What is the risk of dilution from potential convertible securities or options outstanding? | CLDI (Aug 08, 2025) | Candlesense

What is the risk of dilution from potential convertible securities or options outstanding?

Short answer:

The press release you provided does not contain any figures or commentary on Calidi Biotherapeutics’ (CLDI) potentially dilutive securities (e.g., convertible debt, warrants, stock‑options, or RSUs). Consequently, we cannot quantify the dilution risk from those instruments based solely on the information in the announcement.

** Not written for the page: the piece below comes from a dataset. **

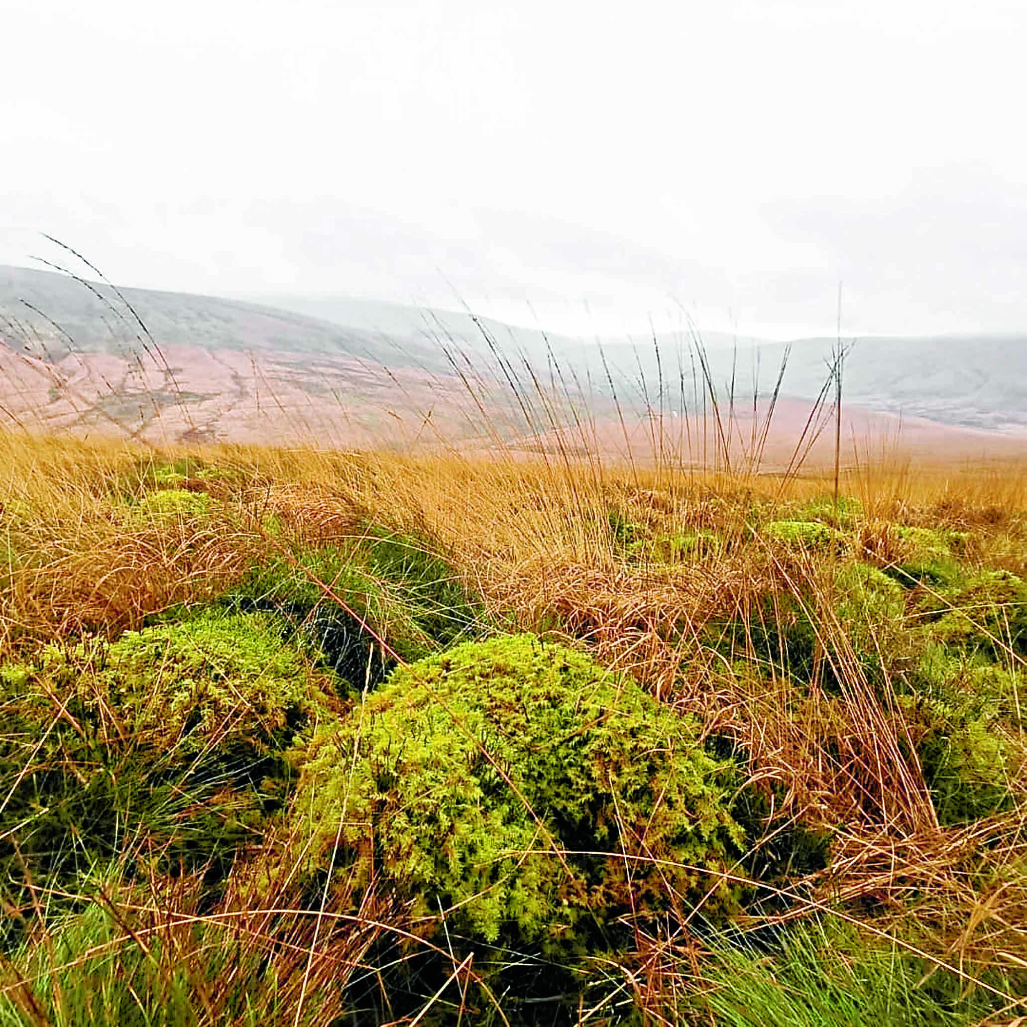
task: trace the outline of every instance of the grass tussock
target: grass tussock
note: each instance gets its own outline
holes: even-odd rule
[[[826,484],[0,436],[0,1023],[1027,1015],[1027,478]]]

What “dilution risk” normally means

Source of dilution How it works Typical disclosure point
Convertible debt / notes Debt that can be turned into common shares at a preset conversion price. When conversion occurs, the share count rises, potentially lowering earnings‑per‑share (EPS). “Convertible debt” schedule in the footnotes of the 10‑Q/10‑K; “diluted EPS” calculation.
Warrants / convertible preferred Holders can purchase or convert into common stock, usually at a price set when the warrant/preferred was issued. “Warrants” or “Convertible securities” footnote; “Weighted‑average anti‑dilution protection” terms.
Stock‑option plans & RSUs Employees can exercise options or receive RSU shares, increasing the outstanding share count. “Stock‑based compensation” footnote; “Option‑share‑based awards” table; “Weighted‑average exercise price”.
Restricted stock awards Shares granted but subject to vesting; they become outstanding once vested. Same as above – disclosed in the equity compensation footnote.

When a company has a material amount of any of the above, analysts typically calculate “potentially dilutive shares” (the “as‑if‑converted” shares) and compare them to the current basic share count. The difference gives a sense of the maximum dilution that could occur if every convertible instrument were exercised.

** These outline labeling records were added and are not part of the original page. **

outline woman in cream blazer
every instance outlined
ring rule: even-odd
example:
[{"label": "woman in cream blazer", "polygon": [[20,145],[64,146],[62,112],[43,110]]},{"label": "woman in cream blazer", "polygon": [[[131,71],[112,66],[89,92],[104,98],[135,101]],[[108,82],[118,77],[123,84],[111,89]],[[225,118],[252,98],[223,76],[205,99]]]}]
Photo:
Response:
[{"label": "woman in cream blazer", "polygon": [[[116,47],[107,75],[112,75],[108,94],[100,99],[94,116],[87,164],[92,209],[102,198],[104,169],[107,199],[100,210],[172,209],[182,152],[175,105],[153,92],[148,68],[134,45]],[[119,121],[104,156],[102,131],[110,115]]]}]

How you can find Calidi’s specific dilution exposure

  1. SEC Filings – Form 10‑Q (Quarterly) & Form 10‑K (Annual)

    • Look for the “Liquidity and Capital Resources” and “Equity” sections.
    • Check footnotes titled “Convertible Debt, Preferred Stock and Warrants” and “Stock‑Based Compensation.”
    • The “Weighted‑average anti‑dilution provisions” will tell you at what price conversion could happen.
  2. Diluted EPS vs. Basic EPS

    • The press release (or the accompanying earnings release) will normally show Basic EPS and Diluted EPS.
    • The difference between the two provides a quick gauge of the actual dilution for the reported period.
  3. Schedule of Potentially Dilutive Securities

    • Many companies include a table that lists:
      • Outstanding common shares
      • Options/warrants outstanding (incl. exercise price, expiry)
      • Convertible notes (principal, conversion price)
      • Convertible preferred (conversion ratio, liquidation preference)
    • Adding the “as‑if‑converted” shares to the basic share count yields the “diluted share count.”
  4. Management Discussion & Outlook

    • In the MD&A, management may comment on any upcoming financing rounds, stock‑based compensation plans, or expirations of warrants that could impact dilution.

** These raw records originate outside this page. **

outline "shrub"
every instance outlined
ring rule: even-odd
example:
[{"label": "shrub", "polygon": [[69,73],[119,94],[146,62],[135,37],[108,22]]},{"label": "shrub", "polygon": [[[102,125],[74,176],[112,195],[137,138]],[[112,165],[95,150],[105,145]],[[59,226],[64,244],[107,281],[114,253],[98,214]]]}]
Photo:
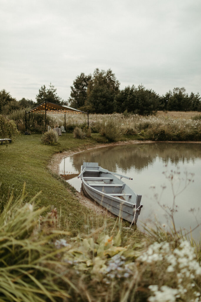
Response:
[{"label": "shrub", "polygon": [[0,115],[0,138],[13,138],[19,134],[14,121]]},{"label": "shrub", "polygon": [[58,138],[57,133],[51,129],[42,135],[41,140],[45,144],[56,145],[58,143]]},{"label": "shrub", "polygon": [[75,138],[85,138],[86,136],[86,133],[79,127],[76,127],[73,130],[73,137]]},{"label": "shrub", "polygon": [[110,142],[118,140],[122,134],[119,121],[109,117],[102,122],[99,133]]},{"label": "shrub", "polygon": [[201,114],[196,114],[191,117],[193,120],[201,120]]}]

Typical dilution ranges for a clinical‑stage biotech like Calidi

  • Stock‑option pool: 10‑15 % of the current outstanding shares is common for early‑stage biotechs that need to attract and retain talent.
  • Convertible notes/warrants: If Calidi has raised capital via private placements, it may have issued Series A/B convertible preferred or senior convertible notes. These can add anywhere from a few percent up to >20 % of the share base, depending on the size and conversion terms.
  • RSUs/Restricted Stock: Usually a smaller portion (1‑5 %) but can increase as the company matures and expands compensation programs.

What to watch for in Calidi’s next disclosures

Indicator Why it matters
Increase in “Weighted‑average anti‑dilution protection” Suggests that future conversions could be triggered at a lower price, raising dilution risk.
New warrant issuances (e.g., as part of a financing) Directly adds potentially dilutive shares that may be exercisable soon.
Stock‑based compensation expense trends Higher expense often signals larger option grants, leading to future dilution when options vest/exercise.
Convertible note maturity dates Near‑term conversions or cash‑settlements could materially change the share count.
Share repurchase program If Calidi is buying back shares, it can offset some dilution pressure.

Bottom line

  • From the press release alone: No quantitative data on convertible securities, warrants, or options is provided, so we cannot compute the specific dilution risk.
  • To assess the risk accurately: Review Calidi’s most recent Form 10‑Q (likely filed shortly after the quarter’s end) for the detailed schedules of potentially dilutive securities and compare the basic vs. diluted EPS figures reported in the earnings release.
  • Practical next step: Download Calidi’s Q2 2025 Form 10‑Q from the SEC’s EDGAR database, locate the footnotes on Convertible Debt and Equity Securities and Stock‑Based Compensation, and calculate the potentially dilutive share count. That will give you the precise percentage increase in shares that could occur if every convertible instrument were exercised.

If you need help interpreting those filings once you have them, feel free to share the relevant excerpts and I can walk you through the dilution calculation.